How does a TRT builder decided how many cpu threads to use?
I have some code that builds a TRT engine from an ONNX model. I used to run it natively on CUDA 11.0 / TRT7/ ubuntu18.04 and it would build the engine using all cpu cores and max out the GPU util.
I am now running this same code in a docker with CUDA 11.3 / TRT8 / ubuntu18.04 and it works without error but only uses one cpu to build and therefore takes a very long time. I can’t seem to find anything in the builder API about cpu threads or anything about ENV variables that might set this. so I’m not even really sure where to look.
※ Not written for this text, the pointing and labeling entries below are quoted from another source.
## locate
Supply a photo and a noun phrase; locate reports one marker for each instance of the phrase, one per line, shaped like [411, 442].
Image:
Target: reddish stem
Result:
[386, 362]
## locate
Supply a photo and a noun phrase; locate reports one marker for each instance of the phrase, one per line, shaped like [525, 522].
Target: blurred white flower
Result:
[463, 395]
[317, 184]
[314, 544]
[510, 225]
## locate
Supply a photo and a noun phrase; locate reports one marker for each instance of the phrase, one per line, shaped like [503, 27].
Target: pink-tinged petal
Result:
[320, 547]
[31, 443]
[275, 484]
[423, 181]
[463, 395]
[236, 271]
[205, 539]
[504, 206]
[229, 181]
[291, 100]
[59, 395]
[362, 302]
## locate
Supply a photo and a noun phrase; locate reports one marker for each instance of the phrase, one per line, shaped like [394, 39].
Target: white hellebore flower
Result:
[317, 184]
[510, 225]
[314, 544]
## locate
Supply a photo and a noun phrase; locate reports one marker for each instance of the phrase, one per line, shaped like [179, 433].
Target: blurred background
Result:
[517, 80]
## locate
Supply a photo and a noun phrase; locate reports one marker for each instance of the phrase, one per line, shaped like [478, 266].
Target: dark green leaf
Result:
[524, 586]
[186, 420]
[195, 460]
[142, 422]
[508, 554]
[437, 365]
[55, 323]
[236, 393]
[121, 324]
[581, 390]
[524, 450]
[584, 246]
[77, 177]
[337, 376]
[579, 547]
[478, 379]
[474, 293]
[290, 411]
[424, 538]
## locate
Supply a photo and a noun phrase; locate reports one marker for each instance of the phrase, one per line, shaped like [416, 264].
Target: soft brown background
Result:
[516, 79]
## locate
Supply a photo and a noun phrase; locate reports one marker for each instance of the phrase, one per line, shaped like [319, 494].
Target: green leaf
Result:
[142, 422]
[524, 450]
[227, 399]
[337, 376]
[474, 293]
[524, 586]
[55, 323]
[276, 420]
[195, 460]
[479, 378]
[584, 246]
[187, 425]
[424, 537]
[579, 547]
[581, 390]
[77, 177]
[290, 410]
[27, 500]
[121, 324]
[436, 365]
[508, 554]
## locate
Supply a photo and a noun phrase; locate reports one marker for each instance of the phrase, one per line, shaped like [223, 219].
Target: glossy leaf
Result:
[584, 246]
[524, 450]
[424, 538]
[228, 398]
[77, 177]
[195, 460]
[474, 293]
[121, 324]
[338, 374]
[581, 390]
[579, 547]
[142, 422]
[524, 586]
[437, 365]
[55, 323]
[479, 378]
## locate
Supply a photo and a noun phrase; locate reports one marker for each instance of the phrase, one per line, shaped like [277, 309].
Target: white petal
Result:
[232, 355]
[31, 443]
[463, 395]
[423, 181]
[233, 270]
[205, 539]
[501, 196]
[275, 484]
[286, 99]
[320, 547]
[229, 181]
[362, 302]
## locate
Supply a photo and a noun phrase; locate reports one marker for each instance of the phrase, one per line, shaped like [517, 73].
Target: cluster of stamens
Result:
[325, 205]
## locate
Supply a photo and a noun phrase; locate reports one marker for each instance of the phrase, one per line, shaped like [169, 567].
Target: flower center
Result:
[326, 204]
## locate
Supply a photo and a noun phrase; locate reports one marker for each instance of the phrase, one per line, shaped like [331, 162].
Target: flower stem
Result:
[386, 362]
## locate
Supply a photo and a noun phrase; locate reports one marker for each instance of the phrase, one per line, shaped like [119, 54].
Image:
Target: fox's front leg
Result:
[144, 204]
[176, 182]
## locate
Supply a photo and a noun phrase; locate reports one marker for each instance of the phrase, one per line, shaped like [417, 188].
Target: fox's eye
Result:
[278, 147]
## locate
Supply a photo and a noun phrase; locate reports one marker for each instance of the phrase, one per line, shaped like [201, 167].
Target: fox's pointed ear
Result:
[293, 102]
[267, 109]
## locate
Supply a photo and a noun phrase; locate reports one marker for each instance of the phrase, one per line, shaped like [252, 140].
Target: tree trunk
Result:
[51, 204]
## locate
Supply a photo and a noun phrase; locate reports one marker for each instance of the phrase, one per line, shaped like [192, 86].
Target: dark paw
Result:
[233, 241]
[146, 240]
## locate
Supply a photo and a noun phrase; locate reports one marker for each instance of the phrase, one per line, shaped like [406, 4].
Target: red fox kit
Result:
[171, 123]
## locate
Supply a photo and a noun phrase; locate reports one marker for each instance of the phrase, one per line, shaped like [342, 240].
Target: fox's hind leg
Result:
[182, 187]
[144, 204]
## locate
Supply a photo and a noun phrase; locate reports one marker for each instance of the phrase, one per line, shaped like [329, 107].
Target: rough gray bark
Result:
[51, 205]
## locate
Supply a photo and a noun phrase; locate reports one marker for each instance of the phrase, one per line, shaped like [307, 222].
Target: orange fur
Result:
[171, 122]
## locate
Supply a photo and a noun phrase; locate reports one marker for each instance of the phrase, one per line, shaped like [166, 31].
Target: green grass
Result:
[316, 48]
There’s plenty of available RAM/VRAM
If it helps, the code is:
void onnxToTRTModel(const std::string &modelFile, // name of the onnx model
const std::string &filename, // name of saved engine
nvinfer1::ICudaEngine *&engine, const int &BATCH_SIZE) {
// create the builder
nvinfer1::IBuilder *builder =
nvinfer1::createInferBuilder(gLogger.getTRTLogger());
assert(builder != nullptr);
const auto explicitBatch =
1U << static_cast<uint32_t>(
nvinfer1::NetworkDefinitionCreationFlag::kEXPLICIT_BATCH);
auto network = builder->createNetworkV2(explicitBatch);
auto config = builder->createBuilderConfig();
auto parser = nvonnxparser::createParser(*network, gLogger.getTRTLogger());
if (!parser->parseFromFile(
modelFile.c_str(),
static_cast<int>(gLogger.getReportableSeverity()))) {
gLogError << "Failure while parsing ONNX file" << std::endl;
}
// Build the engine
builder->setMaxBatchSize(BATCH_SIZE);
config->setMaxWorkspaceSize(2300_MiB);
config->setFlag(nvinfer1::BuilderFlag::kFP16);
std::cout << "start building engine" << std::endl;
engine = builder->buildEngineWithConfig(*network, *config);
std::cout << "build engine done" << std::endl;